The identified variants included 63.89% missense mutations, 13.89% splice site mutations, and 11.11% nonsense mutations as previously observed21. Exons 3, 6, 7, 11, and 12 appeared to be hotspots for PAHD-associated variants and alleles, which was consistent with previous reports for Chinese and Asian populations7,22,23,24. However, phenotype frequency depends on the allele frequency of particular PAH variants. Among the PKU patients, 70% of the allele frequency was contributed by only 7 mutations. The most frequent allele was p.R243Q (22.19%), followed by p.R241C (13.27%), p.Y204C (8.93%), p.R111*(5.36%), c.442-1G > A (5.61%), p.Y356* (3.06%), and p.R408Q (2.81%), but excluded the p.V399V and p.R413P mutations which common in Northern China22. Notably, p.R241C seemed to be present with higher incidence in mPKU and MHP patients from the south of China than that described for other regions, which may be represent the expansion or migration of the certain populations7,11. The classic PKU mutation c.1222C > T (p.R408W), the most frequent allele in Eastern Europe, was carried by only one cPKU patient in our cohort who also had a 1,706 µmol/L maximum pretreatment Phe level. The p.R53H and p.F392I variants observed for MHP patients with a Phe value of <360 (µmol/L) were present in 27% of the alleles and 49% of the MHP patients (Table 2). While p.R53H is known to be harbored by Japanese PKU patients25, it is more common in the general Korean population with a frequency of 2.57%26,27. Since these two mutations are observed in healthy subjects and they retain >70% residual PAH activity, p.R53H and p.F392I are classified here as mutations associated with MHP. Another notable finding was that 30% of the MHP patients (16/53) with abnormal Phe values observed during newborn screening were carriers of a pathogenic allele. Genetic counseling should be provided to such patients prior to conception.
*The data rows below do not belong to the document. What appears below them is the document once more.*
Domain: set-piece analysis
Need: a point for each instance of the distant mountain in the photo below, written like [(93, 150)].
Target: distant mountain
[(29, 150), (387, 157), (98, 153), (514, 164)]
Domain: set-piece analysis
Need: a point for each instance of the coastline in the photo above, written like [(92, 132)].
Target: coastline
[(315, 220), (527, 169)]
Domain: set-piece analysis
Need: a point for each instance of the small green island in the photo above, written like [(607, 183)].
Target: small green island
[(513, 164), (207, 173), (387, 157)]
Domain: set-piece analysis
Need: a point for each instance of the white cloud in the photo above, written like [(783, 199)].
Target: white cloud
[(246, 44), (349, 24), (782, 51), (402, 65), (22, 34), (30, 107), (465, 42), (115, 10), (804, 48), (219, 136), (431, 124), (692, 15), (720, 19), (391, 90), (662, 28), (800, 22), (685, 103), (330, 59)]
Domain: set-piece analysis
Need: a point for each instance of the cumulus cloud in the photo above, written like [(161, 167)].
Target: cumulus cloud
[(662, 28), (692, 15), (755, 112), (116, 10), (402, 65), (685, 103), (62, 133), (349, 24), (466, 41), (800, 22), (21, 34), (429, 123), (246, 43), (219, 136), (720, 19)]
The genotypes in our PAHD cohort were highly heterogeneous as >60% of the patients presented with a unique genotype, and 85.8% were compound heterozygotes compared with 76% reported in the BIOPKU database16. The p.[R241C];[R243Q] (8.7%) genotype was the most prevalent, followed by p.[R243Q];[R243Q] (7.1%), p.[Y204C];[R243Q] (3.3%), p.[Y204C];[R241C] (2.7%), and p.[R111*];[R241C] (2.7%), which is in accordance with earlier findings that p.[R243Q];[R243Q], p.[Y204C];[R243Q], and p.[R241C];[R243Q] constitute the major genotypes in southern China8. Interestingly, two p.R241C homozygous patients showed MHP, which was also detected in Korean PAHD population before23. The distribution of null alleles and the genotypes null/null, null/missense, and missense/missense showed significant differences between cPKU and mPKU patients as well as between cPKU and MHP patients. However, no significant differences were observed for the distribution of either between mPKU and MHP patients. This indicates that other modifier factors may influence PAHD phenotype, especially for mPKU and MHP. It is therefore unsurprising that several genotypes are shared by both mPKU and MHP phenotypes.

Certainly, the specific PAH genotype is key for determining the metabolic phenotype. More than 80% (26/32) of the double-null genotypes correlated to cPKU phenotype in the present study. Interestingly, MHP and mPKU phenotypes have similar frequencies of null alleles in genotypes. This implies that the interaction between compound heterozygous alleles play a major role in phenotypic outcome28. Additionally, we confirmed that in MHP patients, mild mutations determine disease severity. Genotypes comprising a combination of p.R58H with one of the null alleles p.R111*, c.442-1G > A, p.Y204C, p.Y356*, or p.L255S, resulted in the MHP phenotype. A similar phenomenon was observed for the p.F392I/null genotype associated with the MHP phenotype, although further samples are needed to confirm this, and the effect on PAH structure and function needs to be considered for further insights. In conclusion, the data presented in this study will provide a valuable tool for improved genetic counseling and management of future patients of PAHD in China.